More details on this here.
PLEASE NOTE: If you disable basic auth across the board, you must use the Exchange Online PowerShell module that supports MFA. You cannot connect with the old method where you Get-Credential and then pass that into a new PSSession. You’ve got to use modern auth (you don’t want that old pathway left open anyways).
Method #3: Use a Conditional access policy
This method requires at a minimum Azure AD Premium P1 (which you can also get via an Enterprise Mobility + Security or Microsoft 365 Enterprise plan). The benefit to this method is that you can disable legacy client authentication against other cloud apps like SharePoint Online, and not just Exchange Online. It’s also pretty easy to implement and make exceptions for. The downside is really just the licensing requirement.

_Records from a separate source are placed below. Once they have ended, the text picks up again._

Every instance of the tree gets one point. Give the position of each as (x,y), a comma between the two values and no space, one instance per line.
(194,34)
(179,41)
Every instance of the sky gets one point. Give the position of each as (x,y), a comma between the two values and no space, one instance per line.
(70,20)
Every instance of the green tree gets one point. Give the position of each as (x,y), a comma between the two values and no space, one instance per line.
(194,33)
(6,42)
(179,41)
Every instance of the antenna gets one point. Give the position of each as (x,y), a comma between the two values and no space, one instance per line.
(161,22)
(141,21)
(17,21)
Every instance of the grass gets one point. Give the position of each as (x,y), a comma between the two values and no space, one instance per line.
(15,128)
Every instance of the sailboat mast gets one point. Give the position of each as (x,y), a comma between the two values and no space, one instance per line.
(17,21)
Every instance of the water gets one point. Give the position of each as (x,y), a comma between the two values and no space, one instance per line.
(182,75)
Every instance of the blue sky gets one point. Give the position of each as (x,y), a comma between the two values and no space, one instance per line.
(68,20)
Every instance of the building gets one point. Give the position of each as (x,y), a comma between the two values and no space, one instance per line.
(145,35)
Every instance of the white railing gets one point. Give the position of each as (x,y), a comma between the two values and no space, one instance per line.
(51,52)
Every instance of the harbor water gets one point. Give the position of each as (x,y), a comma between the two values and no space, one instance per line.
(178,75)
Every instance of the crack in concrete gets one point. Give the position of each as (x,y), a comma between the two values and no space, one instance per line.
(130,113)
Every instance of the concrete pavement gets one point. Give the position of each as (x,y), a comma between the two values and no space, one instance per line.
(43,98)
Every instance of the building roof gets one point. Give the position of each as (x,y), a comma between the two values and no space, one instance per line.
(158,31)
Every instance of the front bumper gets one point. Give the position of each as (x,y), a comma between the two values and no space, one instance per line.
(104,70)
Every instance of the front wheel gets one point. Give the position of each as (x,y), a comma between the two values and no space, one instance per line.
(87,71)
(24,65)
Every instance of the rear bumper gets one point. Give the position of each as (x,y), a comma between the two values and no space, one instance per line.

Navigate to Azure AD admin center > Azure Active Directory > Conditional access.
Create a new policy and name it something like “Block legacy client apps” Choose All users, and under cloud apps pick Office 365 Exchange Online. You could also add other apps such as SharePoint if you wanted to.
Under the Conditions > Client apps blade, select only Mobile apps and desktop clients > Other clients.
Save these selections and under Access controls > Grant, choose Block access.
Now you can save and Enable the policy. If you find that you must make exceptions then use the Exclude tab under Assignments > Users and groups.
And that concludes today’s blog post. You should be implementing these controls if you haven’t already–the attacks taking advantage of basic auth have been increasing in recent months. Stay safe out there.